If S-mode is implemented, slvl is lowest level that traps into s-mode. mlvl has priority over slvl, so if mlvl<=slvl no interrupts trap into s-mode. If slvl=0, no interrupts trap into u-mode. If U-mode interrupts are not implemented, then slvl=0.
If U-mode interrupts are implemented, then interrupts <slvl trap into U-mode.
Operation:
The interrupt tree determines the highest-numbered pending-and-enabled interrupts, based on value in clicintctl bits treated as an unsigned integer.
If the value is >= mlvl, the trap is taken in M-mode. otherwise if supervisor mode is implemented and the value is >= slvl, the trap is taken in S-mode otherwise if user-mode interrupts are implemented the trap is taken in U-mode
Is this an issue with using xlvl (I'm calling priv_thresh below) to set the privilege of the interrupt?
Since mcliccfg
sets the level at which interrupts are m-mode, s-mode attempts to write clicintctl[__i__]
above mcliccfg.priv_thresh
should fail because we don't want s-mode to be able to change configuration of an interrupt to m-mode. But with attempts at writing clicintctl[__i__]
, SW can determine the higher privilege priv_thresh value. Is this a problem?
Benefits to proposal to replace nmbits and nlbits fields with mcliccfg.mlvl and scliccfg.slvl:
- with m and 1 other mode supported, there is the possibility of saving1 implemented flop per interrupt (e.g. m has 4 and u has 12. no savings if m has 5 and u has 12. no savings if m has 8 and u has 8.
- with m and 2 other modes supported, save at least 1 implemented flop per interrupt and it is possible to save 2 flops per interrupt if the packing works out right.
- Interrupts are often not evenly distributed between modes. expect that in many implementations, u or s-mode will have significantly more interrupts than m-mode so the possibility of savings on implementations may be a common implementation occurrence. (However, while m-mode interrupts may need to be carefully prioritized, u or s-mode may be able to group many interrupts into the same interrupt levels.

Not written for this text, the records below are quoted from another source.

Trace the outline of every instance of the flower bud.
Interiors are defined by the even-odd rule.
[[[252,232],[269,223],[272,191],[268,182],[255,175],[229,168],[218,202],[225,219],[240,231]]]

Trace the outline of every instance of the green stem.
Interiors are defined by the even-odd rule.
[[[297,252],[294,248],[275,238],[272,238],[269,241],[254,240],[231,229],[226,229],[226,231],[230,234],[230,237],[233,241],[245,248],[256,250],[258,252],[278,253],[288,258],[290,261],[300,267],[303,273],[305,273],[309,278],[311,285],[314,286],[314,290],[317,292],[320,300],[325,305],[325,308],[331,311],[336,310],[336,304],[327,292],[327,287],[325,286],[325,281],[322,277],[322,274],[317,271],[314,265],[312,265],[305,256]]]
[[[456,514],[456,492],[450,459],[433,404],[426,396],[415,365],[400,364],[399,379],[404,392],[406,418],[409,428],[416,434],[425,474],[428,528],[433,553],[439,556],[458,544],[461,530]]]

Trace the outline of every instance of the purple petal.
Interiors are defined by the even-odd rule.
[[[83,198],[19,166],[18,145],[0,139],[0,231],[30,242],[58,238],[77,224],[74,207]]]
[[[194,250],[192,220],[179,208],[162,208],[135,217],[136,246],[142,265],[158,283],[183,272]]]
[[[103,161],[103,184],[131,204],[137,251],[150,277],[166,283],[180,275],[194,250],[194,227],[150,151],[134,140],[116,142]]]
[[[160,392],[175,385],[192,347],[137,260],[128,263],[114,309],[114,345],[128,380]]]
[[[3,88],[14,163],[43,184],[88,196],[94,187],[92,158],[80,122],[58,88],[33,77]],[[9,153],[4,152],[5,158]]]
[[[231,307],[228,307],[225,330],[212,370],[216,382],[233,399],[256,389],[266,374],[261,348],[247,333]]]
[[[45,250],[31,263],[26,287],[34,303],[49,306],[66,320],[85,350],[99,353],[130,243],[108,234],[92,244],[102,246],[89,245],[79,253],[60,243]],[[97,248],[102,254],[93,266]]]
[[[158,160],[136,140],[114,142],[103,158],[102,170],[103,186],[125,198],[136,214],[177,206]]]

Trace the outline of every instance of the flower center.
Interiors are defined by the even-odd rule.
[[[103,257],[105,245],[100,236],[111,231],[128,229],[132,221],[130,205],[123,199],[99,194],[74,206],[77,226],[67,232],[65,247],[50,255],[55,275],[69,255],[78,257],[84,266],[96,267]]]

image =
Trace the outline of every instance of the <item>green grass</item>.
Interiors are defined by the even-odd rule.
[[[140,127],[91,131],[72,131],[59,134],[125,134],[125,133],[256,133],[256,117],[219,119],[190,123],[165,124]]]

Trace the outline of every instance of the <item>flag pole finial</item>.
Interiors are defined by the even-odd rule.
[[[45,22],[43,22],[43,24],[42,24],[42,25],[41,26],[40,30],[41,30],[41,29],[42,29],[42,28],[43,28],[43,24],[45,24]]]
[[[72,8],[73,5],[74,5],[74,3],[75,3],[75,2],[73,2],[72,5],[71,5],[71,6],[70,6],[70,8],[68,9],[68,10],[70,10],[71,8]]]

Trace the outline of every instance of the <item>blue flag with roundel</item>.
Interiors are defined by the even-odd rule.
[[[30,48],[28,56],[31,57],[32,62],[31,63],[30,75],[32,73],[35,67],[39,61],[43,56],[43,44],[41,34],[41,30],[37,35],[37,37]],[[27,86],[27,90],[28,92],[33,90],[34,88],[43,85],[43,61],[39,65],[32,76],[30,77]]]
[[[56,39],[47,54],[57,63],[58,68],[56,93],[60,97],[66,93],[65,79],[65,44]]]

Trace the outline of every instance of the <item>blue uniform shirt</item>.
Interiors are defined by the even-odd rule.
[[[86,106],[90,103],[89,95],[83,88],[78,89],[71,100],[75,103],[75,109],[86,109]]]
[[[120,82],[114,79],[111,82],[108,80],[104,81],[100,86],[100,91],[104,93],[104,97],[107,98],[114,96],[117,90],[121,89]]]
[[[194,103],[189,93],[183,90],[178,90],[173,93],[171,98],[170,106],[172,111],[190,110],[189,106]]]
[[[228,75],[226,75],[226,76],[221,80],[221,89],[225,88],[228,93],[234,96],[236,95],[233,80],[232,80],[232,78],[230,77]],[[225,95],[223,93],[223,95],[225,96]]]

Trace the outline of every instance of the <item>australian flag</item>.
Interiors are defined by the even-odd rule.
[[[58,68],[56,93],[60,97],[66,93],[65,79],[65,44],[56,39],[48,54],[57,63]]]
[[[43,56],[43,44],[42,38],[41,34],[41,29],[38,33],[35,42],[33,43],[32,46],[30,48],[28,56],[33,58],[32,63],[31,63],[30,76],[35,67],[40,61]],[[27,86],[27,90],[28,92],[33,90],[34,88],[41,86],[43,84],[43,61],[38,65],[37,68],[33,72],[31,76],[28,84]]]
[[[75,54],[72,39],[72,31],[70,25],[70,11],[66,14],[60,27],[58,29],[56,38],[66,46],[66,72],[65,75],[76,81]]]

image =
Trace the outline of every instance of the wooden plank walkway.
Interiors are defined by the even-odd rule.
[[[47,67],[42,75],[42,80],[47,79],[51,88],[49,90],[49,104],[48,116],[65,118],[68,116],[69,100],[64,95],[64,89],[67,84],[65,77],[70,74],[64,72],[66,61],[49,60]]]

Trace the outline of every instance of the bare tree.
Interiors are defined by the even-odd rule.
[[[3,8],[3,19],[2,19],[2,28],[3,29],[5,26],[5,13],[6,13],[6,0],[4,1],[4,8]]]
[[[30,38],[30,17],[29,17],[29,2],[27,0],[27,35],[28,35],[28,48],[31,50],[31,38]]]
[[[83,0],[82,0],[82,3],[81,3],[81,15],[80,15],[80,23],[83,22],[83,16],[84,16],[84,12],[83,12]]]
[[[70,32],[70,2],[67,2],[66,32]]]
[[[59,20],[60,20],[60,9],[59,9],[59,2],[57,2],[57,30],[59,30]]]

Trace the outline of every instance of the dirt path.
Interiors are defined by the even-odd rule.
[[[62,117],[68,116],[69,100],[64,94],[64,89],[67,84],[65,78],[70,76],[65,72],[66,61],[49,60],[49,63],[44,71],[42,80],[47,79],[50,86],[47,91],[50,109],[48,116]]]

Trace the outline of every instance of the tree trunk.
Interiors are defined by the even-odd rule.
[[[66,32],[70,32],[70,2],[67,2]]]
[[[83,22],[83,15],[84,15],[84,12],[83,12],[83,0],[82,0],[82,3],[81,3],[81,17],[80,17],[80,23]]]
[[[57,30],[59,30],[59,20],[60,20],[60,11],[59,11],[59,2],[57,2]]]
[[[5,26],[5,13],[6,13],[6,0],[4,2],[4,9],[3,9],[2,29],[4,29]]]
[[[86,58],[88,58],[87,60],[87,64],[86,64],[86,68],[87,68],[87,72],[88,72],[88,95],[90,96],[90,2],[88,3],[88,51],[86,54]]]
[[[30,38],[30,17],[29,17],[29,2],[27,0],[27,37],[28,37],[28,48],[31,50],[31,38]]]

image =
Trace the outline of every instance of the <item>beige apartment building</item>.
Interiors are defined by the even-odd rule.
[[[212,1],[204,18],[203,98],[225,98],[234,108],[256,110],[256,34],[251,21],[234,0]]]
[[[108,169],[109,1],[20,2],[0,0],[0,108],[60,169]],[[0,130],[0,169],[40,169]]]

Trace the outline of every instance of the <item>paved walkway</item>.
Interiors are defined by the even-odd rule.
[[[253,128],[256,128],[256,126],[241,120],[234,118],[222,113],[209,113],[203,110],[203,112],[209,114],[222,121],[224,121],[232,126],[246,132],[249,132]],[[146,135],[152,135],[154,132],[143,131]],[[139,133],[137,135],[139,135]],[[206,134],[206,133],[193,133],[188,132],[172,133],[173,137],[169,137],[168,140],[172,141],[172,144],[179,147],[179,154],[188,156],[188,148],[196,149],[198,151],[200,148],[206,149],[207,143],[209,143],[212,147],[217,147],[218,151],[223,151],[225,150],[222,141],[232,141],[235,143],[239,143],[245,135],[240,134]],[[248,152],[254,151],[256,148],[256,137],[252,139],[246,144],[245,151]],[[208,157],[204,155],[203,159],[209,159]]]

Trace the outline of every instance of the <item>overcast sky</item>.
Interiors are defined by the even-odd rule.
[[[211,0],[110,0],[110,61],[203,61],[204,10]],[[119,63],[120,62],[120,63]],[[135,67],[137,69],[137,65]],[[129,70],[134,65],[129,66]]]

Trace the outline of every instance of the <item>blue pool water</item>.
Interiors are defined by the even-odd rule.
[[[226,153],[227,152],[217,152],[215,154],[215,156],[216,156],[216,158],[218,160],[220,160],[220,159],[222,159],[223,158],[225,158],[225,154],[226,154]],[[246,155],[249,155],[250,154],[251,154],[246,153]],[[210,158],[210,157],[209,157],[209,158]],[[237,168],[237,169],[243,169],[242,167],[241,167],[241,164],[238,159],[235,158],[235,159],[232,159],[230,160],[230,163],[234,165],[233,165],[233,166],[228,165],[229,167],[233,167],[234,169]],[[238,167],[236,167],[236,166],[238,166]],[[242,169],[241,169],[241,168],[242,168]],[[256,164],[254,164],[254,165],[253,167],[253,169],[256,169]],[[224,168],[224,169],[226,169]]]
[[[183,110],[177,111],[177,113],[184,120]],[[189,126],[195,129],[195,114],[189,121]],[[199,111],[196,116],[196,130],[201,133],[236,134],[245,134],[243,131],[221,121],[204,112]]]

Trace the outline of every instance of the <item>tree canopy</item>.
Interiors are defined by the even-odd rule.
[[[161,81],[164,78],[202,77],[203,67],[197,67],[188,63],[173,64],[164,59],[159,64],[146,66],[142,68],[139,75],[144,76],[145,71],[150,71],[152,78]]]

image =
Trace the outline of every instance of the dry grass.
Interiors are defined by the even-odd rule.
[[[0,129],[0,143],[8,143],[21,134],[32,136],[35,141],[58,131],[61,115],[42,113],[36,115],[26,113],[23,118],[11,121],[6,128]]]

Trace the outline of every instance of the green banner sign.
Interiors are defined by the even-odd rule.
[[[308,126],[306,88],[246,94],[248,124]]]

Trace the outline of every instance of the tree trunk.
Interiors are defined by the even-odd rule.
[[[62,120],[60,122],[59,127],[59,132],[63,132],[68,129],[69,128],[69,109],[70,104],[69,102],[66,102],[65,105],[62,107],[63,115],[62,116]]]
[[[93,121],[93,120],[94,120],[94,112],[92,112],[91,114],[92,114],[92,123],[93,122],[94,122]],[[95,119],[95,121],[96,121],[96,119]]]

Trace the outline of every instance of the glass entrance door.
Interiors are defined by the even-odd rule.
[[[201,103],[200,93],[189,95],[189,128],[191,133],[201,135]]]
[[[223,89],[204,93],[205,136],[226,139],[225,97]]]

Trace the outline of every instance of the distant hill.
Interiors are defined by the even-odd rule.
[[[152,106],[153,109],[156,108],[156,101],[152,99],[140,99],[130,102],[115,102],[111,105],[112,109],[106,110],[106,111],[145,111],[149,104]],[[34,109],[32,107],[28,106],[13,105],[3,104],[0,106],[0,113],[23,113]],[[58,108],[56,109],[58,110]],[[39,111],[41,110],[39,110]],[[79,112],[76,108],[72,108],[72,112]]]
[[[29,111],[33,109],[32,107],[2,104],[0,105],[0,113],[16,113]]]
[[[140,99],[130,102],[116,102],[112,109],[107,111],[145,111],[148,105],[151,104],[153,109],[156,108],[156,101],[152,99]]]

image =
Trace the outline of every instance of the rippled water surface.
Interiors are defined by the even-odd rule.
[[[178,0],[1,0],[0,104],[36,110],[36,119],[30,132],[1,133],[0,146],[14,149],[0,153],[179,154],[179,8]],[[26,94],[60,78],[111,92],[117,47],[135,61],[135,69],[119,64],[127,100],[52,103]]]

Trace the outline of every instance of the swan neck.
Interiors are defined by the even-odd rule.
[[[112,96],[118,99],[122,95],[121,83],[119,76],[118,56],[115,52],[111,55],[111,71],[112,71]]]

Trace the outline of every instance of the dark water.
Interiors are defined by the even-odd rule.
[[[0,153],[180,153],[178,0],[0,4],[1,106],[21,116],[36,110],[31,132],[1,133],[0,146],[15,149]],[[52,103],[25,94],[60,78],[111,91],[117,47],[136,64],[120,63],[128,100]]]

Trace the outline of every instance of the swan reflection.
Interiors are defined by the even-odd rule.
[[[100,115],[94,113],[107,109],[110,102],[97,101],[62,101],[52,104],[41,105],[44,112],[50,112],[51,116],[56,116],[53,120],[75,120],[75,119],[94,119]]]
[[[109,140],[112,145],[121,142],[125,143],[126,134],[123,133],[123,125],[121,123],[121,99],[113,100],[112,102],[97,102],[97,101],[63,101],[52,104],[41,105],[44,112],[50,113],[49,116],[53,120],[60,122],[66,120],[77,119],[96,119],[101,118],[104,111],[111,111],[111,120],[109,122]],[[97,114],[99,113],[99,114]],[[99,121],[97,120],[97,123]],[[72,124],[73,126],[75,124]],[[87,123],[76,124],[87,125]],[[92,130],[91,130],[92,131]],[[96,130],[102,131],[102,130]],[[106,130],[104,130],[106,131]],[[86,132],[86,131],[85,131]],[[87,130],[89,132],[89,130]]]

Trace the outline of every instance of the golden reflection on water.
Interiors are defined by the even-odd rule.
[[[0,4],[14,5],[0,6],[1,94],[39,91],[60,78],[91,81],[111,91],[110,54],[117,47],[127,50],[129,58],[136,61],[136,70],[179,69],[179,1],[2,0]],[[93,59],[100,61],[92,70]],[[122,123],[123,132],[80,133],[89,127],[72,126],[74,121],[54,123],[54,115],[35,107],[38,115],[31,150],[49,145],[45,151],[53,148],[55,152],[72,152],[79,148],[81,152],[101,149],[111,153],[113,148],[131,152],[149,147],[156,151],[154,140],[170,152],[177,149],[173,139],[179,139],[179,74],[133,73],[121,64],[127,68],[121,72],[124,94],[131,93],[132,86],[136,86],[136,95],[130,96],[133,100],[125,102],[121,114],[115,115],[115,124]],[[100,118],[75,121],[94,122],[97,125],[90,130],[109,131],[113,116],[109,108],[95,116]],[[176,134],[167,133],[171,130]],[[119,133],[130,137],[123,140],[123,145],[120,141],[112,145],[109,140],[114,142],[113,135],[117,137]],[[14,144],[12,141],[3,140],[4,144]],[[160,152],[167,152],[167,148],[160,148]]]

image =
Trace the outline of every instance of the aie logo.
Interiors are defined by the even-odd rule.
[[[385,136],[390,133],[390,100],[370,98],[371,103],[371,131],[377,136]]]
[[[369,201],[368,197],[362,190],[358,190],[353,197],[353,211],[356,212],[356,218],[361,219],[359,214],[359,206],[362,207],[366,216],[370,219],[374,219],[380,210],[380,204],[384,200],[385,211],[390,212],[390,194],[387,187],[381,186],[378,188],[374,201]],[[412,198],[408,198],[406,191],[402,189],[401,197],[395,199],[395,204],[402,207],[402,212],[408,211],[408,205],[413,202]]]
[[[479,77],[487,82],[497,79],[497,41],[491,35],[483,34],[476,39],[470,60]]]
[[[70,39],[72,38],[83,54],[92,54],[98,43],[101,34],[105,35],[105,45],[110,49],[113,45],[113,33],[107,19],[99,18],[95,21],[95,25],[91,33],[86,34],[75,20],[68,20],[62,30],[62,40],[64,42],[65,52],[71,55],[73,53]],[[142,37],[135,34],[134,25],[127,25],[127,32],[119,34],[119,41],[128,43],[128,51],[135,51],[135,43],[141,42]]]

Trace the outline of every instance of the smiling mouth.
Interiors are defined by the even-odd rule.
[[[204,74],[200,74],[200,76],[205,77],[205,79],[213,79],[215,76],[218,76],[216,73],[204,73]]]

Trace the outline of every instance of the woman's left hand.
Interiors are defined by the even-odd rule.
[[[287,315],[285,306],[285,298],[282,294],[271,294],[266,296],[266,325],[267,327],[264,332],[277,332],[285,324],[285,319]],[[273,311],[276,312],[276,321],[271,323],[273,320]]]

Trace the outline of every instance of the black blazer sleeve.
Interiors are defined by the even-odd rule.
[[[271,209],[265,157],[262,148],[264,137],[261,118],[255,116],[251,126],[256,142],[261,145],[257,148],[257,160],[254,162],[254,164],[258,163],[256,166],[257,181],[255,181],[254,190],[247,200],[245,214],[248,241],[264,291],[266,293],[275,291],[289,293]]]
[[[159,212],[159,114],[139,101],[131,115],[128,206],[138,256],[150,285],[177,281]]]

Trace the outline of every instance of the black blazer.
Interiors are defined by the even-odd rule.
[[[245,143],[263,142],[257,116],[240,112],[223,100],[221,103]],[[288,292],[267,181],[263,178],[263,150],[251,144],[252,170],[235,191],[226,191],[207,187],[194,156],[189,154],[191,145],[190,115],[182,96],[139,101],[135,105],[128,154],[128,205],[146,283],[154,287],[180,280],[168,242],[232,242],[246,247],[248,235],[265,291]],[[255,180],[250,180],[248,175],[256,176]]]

Not clear how significant this benefit really is....)
Disadvantages to proposal:
- interrupt levels have to be coordinated/allocated between modes. software from different groups or different companies have to know how many levels are allocated to each mode. If one mode needs to increase the allocation, other SW for other modes may need to be modified and updated.
- Biggest flop savings occurs on designs with many interrupt levels/many interrupts. Those designs probably aren't as sensitive to the flop count as smaller designs.
- Reduces that max number of interrupt levels (e.g. can't have 255 m-mode, 255 s-mode, 255 u-mode levels. limited to m-mode + s-mode +u-mode levels<=255 (because mintthresh/minstatus is 8 bits).
- would this make adding hypervisor support to CLIC more difficult? Seems messy to need to allocate interrupt levels for hypervisor mode when existence of hypervisor should be invisible to lower priv modes. CLIC would probably need a attr.mode bit to hide hypervisor instead of messing with interrupt levels.
The new proposal would have to ensure supervisor cannot reconfigure an interrupt's settings (clicintattr) then change that interrupt's level (clicintctl) above current mlvl such that M-mode receives interrupts with a configuration it was not expecting. M-mode code could be designed to cope with any configuration, though this seems burdensome.
Alternatively, we can prevent S-mode aperture writes to clicintctl from writing >=mlvl. This is not sufficient by itself, since there is state in the CLIC. If mlvl is changed, M-mode code must also scan through all clicintctl level settings and reset to <mlvl.
To make progress and clean up issue, will make change to add scliccfg then create new thread (issue #226) to discuss new proposal to use levels to separate modes.
This issue left here to track agreed change to add scliccfg.
Handling the separate cliccfg piece of this issue in #293. The possible new cliccfg format is being handled in issue #226.